Now of course the making of toast is an English not a French habit, if only because the nature of bread is so different in each country. Helen had made it as a child in Applecore Cottage, crouching in front of the fire in the little Register grate, the bread on the end of a long brass toasting-fork, with one bent prong and a lion’s head for a handle. And just once, the week before Nell boarded ZOE 05, she’d made it for the little girl, opening the door of the solid fuel Aga in the Muswell Hill kitchen to do so, using the carving fork, to the danger and pinkening of her fingers.
“I
am making toast,” said Nell, “because it is Christmas Day.” She used a long forked stick to hold the chunks of bread.
“How does the little one know it is Christmas Day?” The de Troites seldom spoke to their little Brigitte directly.
“The church bells are ringing and it’s winter,” said Nell. “So I expect it’s Christmas. People do nice things at Christmas, and toast is nice. Isn’t it?” she added, uncertainly, for Milord and Milady looked decidedly put out. Rheumy eyes flashed and arthritic fingers tapped.

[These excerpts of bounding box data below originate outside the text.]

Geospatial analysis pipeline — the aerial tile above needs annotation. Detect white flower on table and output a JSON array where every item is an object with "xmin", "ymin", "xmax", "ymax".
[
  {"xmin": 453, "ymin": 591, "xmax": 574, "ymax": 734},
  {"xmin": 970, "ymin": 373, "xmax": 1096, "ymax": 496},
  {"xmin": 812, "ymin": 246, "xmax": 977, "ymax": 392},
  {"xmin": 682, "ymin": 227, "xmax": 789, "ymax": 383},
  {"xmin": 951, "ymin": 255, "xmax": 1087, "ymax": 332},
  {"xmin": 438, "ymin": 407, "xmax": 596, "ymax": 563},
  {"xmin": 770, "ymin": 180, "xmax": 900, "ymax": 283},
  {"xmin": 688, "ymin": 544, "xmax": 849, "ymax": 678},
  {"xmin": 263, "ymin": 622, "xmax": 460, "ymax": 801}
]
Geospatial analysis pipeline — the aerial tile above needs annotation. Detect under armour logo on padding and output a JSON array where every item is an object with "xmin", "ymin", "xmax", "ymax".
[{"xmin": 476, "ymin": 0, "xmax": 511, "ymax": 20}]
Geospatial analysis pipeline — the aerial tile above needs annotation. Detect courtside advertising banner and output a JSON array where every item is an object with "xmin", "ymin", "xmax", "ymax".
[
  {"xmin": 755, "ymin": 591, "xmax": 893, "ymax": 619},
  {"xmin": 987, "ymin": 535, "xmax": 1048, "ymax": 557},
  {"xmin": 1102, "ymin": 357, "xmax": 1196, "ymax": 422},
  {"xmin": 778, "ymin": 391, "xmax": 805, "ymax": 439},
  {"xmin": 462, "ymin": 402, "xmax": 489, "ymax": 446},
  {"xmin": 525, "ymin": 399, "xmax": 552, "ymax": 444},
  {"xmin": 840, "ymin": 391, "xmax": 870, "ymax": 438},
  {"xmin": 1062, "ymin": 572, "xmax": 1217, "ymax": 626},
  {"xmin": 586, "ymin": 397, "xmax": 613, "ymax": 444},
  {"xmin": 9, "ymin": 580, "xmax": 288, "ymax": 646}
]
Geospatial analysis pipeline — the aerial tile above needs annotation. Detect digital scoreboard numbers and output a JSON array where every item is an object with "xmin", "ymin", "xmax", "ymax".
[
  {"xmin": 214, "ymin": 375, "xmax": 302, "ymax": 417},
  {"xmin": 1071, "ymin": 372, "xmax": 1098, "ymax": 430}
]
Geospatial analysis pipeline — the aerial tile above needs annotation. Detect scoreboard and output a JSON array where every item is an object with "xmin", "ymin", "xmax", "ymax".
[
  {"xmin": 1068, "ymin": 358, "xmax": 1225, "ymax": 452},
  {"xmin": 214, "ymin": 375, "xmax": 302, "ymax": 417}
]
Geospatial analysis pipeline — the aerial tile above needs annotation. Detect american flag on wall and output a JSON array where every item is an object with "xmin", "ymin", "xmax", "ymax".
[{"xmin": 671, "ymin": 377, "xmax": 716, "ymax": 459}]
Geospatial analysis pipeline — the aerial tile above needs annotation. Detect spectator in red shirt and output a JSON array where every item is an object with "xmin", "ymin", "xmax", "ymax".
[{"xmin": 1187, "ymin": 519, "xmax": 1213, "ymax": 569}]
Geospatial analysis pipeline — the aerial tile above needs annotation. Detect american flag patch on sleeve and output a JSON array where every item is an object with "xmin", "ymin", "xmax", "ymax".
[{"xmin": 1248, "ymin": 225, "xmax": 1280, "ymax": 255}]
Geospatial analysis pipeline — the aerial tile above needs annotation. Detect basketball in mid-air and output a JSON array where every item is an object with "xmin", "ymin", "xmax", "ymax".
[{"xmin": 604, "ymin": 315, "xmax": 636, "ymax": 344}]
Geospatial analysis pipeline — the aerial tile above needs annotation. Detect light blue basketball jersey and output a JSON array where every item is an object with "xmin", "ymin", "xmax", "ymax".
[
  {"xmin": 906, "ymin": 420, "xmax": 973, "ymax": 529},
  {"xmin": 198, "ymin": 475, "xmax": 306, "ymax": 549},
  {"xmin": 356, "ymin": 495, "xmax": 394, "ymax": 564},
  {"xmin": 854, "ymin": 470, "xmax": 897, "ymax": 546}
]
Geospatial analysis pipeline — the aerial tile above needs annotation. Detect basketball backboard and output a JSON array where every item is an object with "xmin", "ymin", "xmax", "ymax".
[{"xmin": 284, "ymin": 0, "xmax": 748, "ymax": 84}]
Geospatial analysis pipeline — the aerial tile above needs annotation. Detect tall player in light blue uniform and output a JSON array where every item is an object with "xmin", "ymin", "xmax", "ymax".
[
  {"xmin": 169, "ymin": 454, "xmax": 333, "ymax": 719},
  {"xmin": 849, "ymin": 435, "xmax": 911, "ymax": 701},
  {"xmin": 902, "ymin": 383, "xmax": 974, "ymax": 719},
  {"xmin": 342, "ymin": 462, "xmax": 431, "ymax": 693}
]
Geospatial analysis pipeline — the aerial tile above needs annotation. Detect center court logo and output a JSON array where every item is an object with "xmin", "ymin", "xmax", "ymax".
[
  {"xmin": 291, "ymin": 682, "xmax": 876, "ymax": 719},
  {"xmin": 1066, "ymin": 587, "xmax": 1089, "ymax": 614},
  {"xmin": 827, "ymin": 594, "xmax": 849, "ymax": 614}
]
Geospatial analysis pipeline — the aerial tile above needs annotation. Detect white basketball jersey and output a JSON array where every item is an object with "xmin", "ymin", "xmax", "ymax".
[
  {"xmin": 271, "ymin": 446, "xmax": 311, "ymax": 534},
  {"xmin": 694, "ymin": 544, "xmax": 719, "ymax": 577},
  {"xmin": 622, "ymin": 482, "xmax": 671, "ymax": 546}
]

“I have said nothing,” said Marthe. “I expect she has read about it in a book.”
“But who has taught the little one to read?”
“She has taught herself,” said Marthe. And so indeed Nell had, from the alphabet of rag books left over from the great days of the château, damp and mouse-nibbled but still legible, she’d found in an attic. Moreover, though she knew she was not allowed out of the château grounds, and would not have dreamed of disobeying, she would sometimes sit on the branch of a tree which overhung the lane which wound down to the village, and from which, hidden, she could watch the strange, vigorous, giant people of the outside world coming and going, and had begun to make sense of their lives.
Milord and Milady sighed and tutted but presently ate the toast, charred on the outside and cold and damp inside, and not at all successful—with quantities of butter and Marthe’s homemade apricot jam, and all without a word of complaint. And that of course is the best kind of present a child can have—to have her efforts commended, even though at some sacrifice to those who do the commending. Nell hugged them all—Milord, Milady and Marthe—and their dark master kept his distance.